Their dull days had been dimly lightened by gossip on the ship, brought to them by a stewardess from Lord Raygan's native isle, who knew all about him: that he was an earl, that with his mother and sister he had booked from Liverpool to Queenstown, but, owing to the ferocity of the sea, had been unable to land and was being carried to America. Also that a rich young American and his sister had given up their suite to the ladies. This American was said to be of no birth, the son of some big shopkeeper, and far, far outside even the fringe of the Four Hundred; therefore the tallest dryads did their best eyelash work for Lord Raygan. They were born British, hailing from Brixton or other suburban health resorts, and now they knew he was a "lord" the nickname of "Rags," which had sickened them at first, seemed interesting and intimate as a domestic anecdote about royalty.

Rags consented to buy the dress for his sister if it fitted and didn't cost a million pounds. The dryads thought this adorably generous, for the stewardess, who knew all about Lord Raygan, said that the "family had become impoverished; they were not what they had once been except in name, which was of the best and oldest in Ireland." Stewardesses can tell all the things that Marconi does not mention.
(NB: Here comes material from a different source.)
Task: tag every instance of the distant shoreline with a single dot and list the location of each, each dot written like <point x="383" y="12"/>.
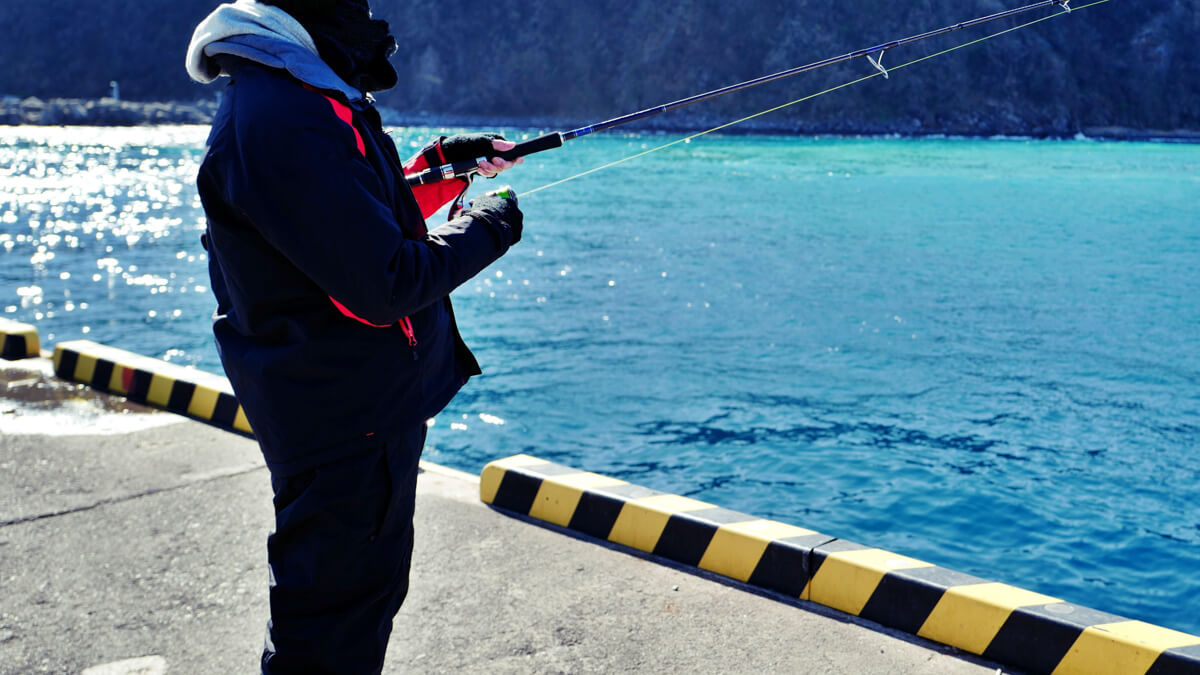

When the sale was settled Miss Devereux turned to Peter Rolls. "And you, sir?" she asked, slightly coquettish because he was a man, though not of the Four Hundred. "I suppose there's nothing we can do for you?"

"I suppose not," Peter was echoing, when something occurred to him. "Unless," he amended, "my sister would like to buy a dress. She's on board."

"Would she care to look at Mme. Nadine's designs?" suggested Miss Devereux. "We have wardrobes full of marvellous inspirations."

"The trouble is, she feels queer if she walks around much," said Peter.

"Perhaps she would trust you to pick out something she might see in her own room? Is she tall or short?"

"Not so tall as any of you."

"Nothing," said the smallest dryad meekly, though she gurgled under her breath.

"We'd better go now, and I'll come back," hastily suggested Peter. "Don't bother to change behind the screen for us, please. I must ask my sister about the dress."

He got the others out, which was not difficult as far as Eileen was concerned. She could hardly wait to try "First Love."

Rags was determined to ask Miss Rolls if he shouldn't choose a frock for her. But she said no, she didn't want one. This would have seemed to settle the matter, and did for Lord Raygan, who sat down beside her, abandoning further thought of the dryads. Peter, however, returned in due course to the room of the mirrors, because Miss Child could not be allowed to get into the "Young Moon" in such weather for nothing.

She was in it when he arrived. And pluck, mingled with excitement, having had a truly bracing effect on the girls, in the absence of the peer they were nice to the plebeian. The girl in the "Young Moon," to be sure, had scarcely anything to say, but she had a peculiarly fascinating way of not saying it.

"I was wondering," he said at last, when he was about to go, "whether you'd care for me to bring you some Balm of Gilead?"

"Balm of Gilead?" all five, even the girl in the "Moon," exclaimed.

They shook their heads.

"It's the great thing our side of the water. I don't need it myself, but I know it's all right, because it's making my father a fortune."

"Did he invent it?" inquired Miss Carroll.

"I hope you spell Rolls with an 'e,'" broke in Miss Vedrine. "Else it would remind me of something I want to forget."